Raxx · internal docs

internal · gated ↑ index

ADR-0029 — Status Surface Registry: where and how is the surface list stored?

Status: Accepted Date: 2026-04-28 UTC Refs: #601, #581, status-raxx-app.md


Context

The surface registry is the canonical list of services tracked on status.raxx.app. Every tile on the status page maps to one registry entry. The registry drives: - Which surfaces the poller checks - What FreeScout component_tag values are valid - What the public API enumerates

Four storage approaches were considered:

  1. Hardcoded Python list — a list of dicts (or dataclasses) in a module like status/surfaces.py. Adding a surface = a code commit + deploy.
  2. Postgres table — a status_surfaces table, rows editable via admin UI or migration.
  3. YAML/JSON config file in repoconfig/status-surfaces.yaml committed to the repo. Adding a surface = a code commit (but no deploy of Python logic, just config).
  4. Pulled from FreeScout component tags — the surface list is derived from the component_tag field options in FreeScout.

Decision

YAML config file in repo (config/status-surfaces.yaml).

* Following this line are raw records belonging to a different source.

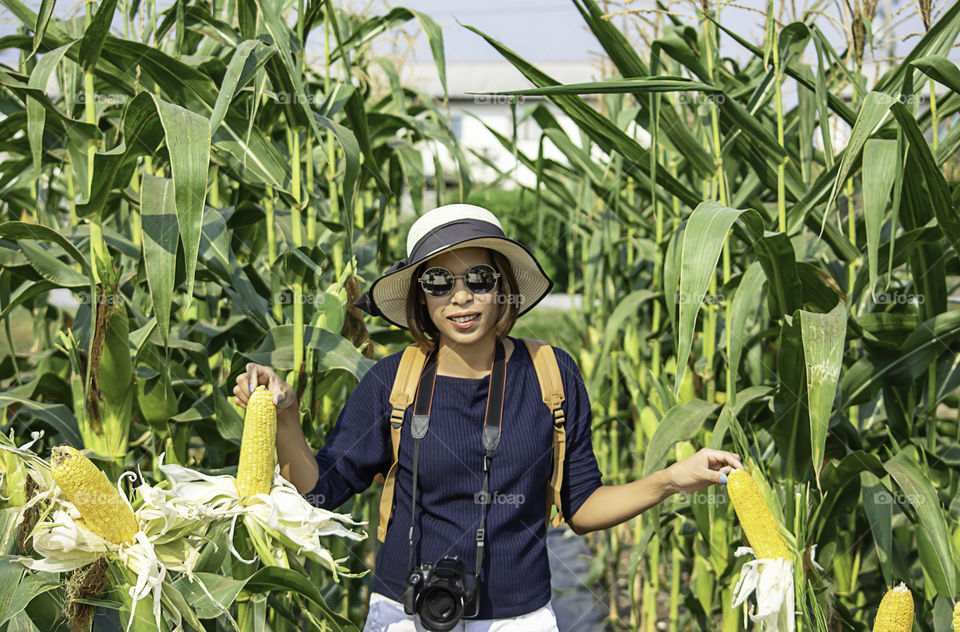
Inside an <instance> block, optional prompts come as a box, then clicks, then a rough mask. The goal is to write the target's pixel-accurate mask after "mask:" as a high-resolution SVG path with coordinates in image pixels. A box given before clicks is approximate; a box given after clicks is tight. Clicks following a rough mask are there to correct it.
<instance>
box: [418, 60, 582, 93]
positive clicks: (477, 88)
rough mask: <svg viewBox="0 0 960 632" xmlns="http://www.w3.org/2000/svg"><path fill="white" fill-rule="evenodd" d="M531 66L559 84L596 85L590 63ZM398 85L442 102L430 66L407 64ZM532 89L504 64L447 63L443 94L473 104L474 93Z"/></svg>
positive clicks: (436, 78) (439, 90) (430, 67)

The surface list changes on a deployment cadence, not an operational cadence. Adding a new owned service (e.g., a new Heroku app) or removing a 3P integration is a deliberate platform decision that belongs in version control with a PR and review — not a runtime database mutation reachable to anyone with DB access.

YAML gives: - Auditability: every surface addition or removal is a commit with an author, timestamp, and context. This is part of the audit trail requirement for any change that affects the public-facing status page. - Simplicity: no migration required to add a field to the surface schema. The YAML schema evolves with the codebase. - Operator workflow: operators add a surface by opening a PR to config/status-surfaces.yaml, which also triggers review and ensures the FreeScout runbook is updated in the same PR. - Bootstrap: the config is available at server start without a DB query. The poller reads it at process start (and on SIGHUP for hot-reload without redeploy).

The YAML file is the single source of truth. The Postgres status_state table stores runtime state (current status, last probe result, ticket_pending) keyed by surface_id. The YAML is authoritative for what surfaces exist; Postgres is authoritative for what state they are in.


Consequences

Positive: - Adding a surface requires only a YAML edit + PR — no migration, no DB admin console needed. - The file is readable as documentation. Engineers and operators can see the full surface taxonomy by reading one file. - Bootstrap is synchronous — server start always has the full registry without a cold-start DB read. - The registry is version-controlled; rollback of a bad surface addition is git revert.

Negative: - Adding a surface requires a code deploy. For a platform that changes surfaces infrequently (estimated: once per quarter), this is an acceptable constraint. - FreeScout's component_tag dropdown options must be kept in sync with the YAML manually (the #605 runbook covers this). There is no automatic sync. This is a documented operational dependency. - If the surface list grows very large (>100 entries), YAML readability degrades. This is not a near-term concern.

Alternatives Rejected:


Schema

See status-raxx-app.md §3 for the full YAML field specification and example entries.

Key fields per entry: id, display_name, category (owned | upstream_3p | downstream_3p), probe_url (nullable), partner_status_url (nullable), public_description, partner_name (for 3P only — the partner's own product name, used in "tracking [partner]'s incident" copy).


Amendment — public field (2026-05-05, #1149)

A public: bool field (default true) was added to the surface entry schema following a security audit that identified four operator-internal surfaces leaking on the customer status page.

Semantics

public value Customer status page Operator console Probes + 3P poller
true (or absent) Visible Visible Active
false Hidden Visible Active

public: false means hidden from customers, not removed from monitoring. Probes and the 3P poller continue to write state for public: false surfaces. The operator console and /api/internal/status/* endpoints always see all surfaces.

Enforcement

Surfaces currently marked public: false

ID Reason
console-raxx-app Exposes existence and uptime of admin panel
internal-docs-raxx-app Name announces it is internal; no customer relevance
vault-raxx-app Exposes secrets infrastructure to attackers; "Secrets Vault" is an enumeration vector
ci-runners Internal build infrastructure; no customer relevance

Adding or changing public: false surfaces

  1. Update config/status-surfaces.yaml and backend_v2/status/surface_registry.yaml (add/remove public: false).
  2. Update INTERNAL_ONLY_SURFACE_IDS in frontend/status-worker/src/index.ts.
  3. Update INTERNAL_ONLY_IDS in backend_v2/tests/unit/test_status_surface_registry.py and the mirror set in frontend/status-worker/test/worker.test.ts.
  4. Open a PR — the test suite enforces the contract so CI will catch drift.